India joined the 15-nation Council in January, 2011, after a gap of 19 years, winning an overwhelmingly high number of votes, which its Permanent Representative to the UN Ambassador Hardeep Singh Puri described as a "resounding endorsement" from the international community.
India served as President of the Council in August 2011, and November this year and was also Chair of the Counter Terrorism Committee. It introduced "zero tolerance" towards terrorism in the UN lexicon during its term. It also presided over the Security Council Committee concerning Somalia and Eritrea sanctions.
From being embroiled in a bitter war of words with Pakistan, which also sits on the Security Council as a non-permanent member, on the issue of Kashmir to unveiling the low cost Aakash tablet at the world body amid a controversy over its made-in-China components, India's year at the UN was eventful and closely watched.
Sources in the Indian mission here have voiced concern that "hurdles" are being placed in the 193-member Assembly for Security Council reform but added that India hopes to come back to the Council "very very quickly."
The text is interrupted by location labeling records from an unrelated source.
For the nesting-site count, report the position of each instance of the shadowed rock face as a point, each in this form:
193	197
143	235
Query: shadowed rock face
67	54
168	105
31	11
Puri also expressed confidence that it will not be long before India returns to the Council. "When India joined the Council last year, I had made an assessment that we have no intention to leave the Council. We have every intention to stay on. This can be done in two ways; seek re-election quickly and through Security Council reform. We will do both," Puri said.
"Once you have been able to demonstrate that you have the wherewithal to be a Council member, you must make sure that you are on the Council," he said. "India did not behave like a country which came on the Council after 19 years. It behaved as if it belongs to the Council," he added.
During its tenure, India made a strong push for expansion in permanent and non-permanent categories of the Security Council "to make it reflect contemporary realities", saying that the Security Council in its present structure "serves no one's purpose." India has proposed that an expanded Council should have a total of 25-26 members.
Puri asserted that India has demonstrated through its "maturity and constructive contribution" that it rightly deserves a permanent seat at the Council and offers a promise that it will not take another 19 years for India to return to the Council.
"The struggle for Security Council expansion is uphill but this peak can be scaled and will be scaled," he told PTI.